THE SAD PART OF HER STORY
Being Called an American and Indian agent
According to a ‘Time’ Magazine story datelined Christmas Day 1964.
“At closed meetings with groups of electors, Ayub answered practical questions sensibly enough, but kept lashing out at the opposition with growing anger. Countering Miss Jinnah’s repeated charge that he had been unable to restrain the U.S. from helping Pakistan’s No. 1 adversary, India, he set out to portray her as pro-Indian and pro-American. Ayub’s campaign, in fact, was turning increasingly anti-American.”
She received the ‘label’ for contesting the 1965 presidential election against the dictator Ayub Khan, in an electoral system devised by the dictator himself. She lost the election and her loss was the loss of democracy in Pakistan.
BIOGRAPHY OF QUAID-E-AZAM
Jinnah’s unfinished biography of the Quaid, My Brother, was published by the Quaid-i-Azam Academy in 1987.

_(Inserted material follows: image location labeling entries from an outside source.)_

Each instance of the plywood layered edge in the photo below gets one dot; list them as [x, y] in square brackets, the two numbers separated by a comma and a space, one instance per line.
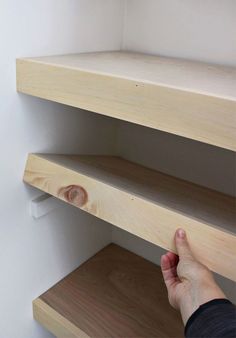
[143, 202]
[114, 294]
[190, 99]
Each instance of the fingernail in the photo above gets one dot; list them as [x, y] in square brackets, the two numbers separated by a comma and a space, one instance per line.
[181, 233]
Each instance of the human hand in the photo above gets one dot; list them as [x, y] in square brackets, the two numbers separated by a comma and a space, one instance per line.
[189, 283]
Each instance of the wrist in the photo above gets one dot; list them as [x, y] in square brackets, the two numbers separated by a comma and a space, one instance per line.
[199, 295]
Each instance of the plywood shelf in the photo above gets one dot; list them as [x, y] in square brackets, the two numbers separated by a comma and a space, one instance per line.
[144, 202]
[190, 99]
[114, 294]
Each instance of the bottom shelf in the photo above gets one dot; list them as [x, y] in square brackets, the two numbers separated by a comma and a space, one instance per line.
[114, 294]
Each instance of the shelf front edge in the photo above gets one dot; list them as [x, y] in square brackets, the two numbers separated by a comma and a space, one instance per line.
[202, 117]
[213, 246]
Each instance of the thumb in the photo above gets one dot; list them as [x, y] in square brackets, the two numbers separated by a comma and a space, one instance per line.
[182, 246]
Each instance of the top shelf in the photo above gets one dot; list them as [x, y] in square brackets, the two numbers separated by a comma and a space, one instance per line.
[186, 98]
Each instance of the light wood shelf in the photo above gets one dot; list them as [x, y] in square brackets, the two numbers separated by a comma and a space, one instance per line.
[144, 202]
[190, 99]
[114, 294]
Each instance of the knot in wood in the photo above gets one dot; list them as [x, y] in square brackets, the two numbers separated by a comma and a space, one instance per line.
[75, 195]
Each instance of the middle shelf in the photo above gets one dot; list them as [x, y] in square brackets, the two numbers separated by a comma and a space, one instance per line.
[147, 203]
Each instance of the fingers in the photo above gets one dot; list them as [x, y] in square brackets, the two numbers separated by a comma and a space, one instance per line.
[182, 245]
[169, 263]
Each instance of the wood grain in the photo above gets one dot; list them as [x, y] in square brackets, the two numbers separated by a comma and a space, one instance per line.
[144, 202]
[189, 99]
[114, 294]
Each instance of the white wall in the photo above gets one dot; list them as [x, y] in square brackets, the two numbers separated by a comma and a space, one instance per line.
[197, 29]
[34, 255]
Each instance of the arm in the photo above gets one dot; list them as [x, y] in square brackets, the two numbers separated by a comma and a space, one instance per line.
[190, 285]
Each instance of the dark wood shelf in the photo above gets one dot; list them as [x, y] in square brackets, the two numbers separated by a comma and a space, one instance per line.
[114, 294]
[147, 203]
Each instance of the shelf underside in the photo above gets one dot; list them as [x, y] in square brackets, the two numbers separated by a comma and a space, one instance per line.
[144, 202]
[114, 294]
[190, 99]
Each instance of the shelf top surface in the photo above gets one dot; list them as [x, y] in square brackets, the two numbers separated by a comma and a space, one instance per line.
[191, 76]
[116, 294]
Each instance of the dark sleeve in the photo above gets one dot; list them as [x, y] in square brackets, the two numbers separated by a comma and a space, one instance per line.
[215, 319]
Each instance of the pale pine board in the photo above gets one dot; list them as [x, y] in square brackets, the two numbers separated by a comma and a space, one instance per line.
[146, 203]
[114, 294]
[190, 99]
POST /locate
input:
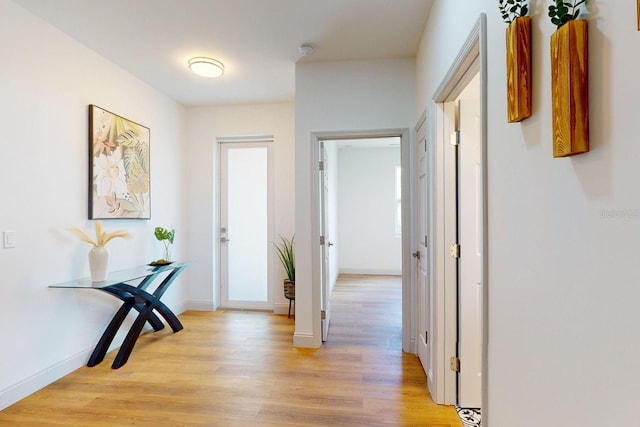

Fatima Jinnah died in Karachi on 9 July 1967. The official cause of death was heart failure, but rumours persist that she was murdered at her house. It is claimed that some officials of the local Karachi police said that she was found beheaded in her drawing room. In 2003, the nephew of the Quaid-i-Azam, Akbar Pirbhai, reignited the controversy by suggesting that she was assassinated by the Ayub Khan establishment.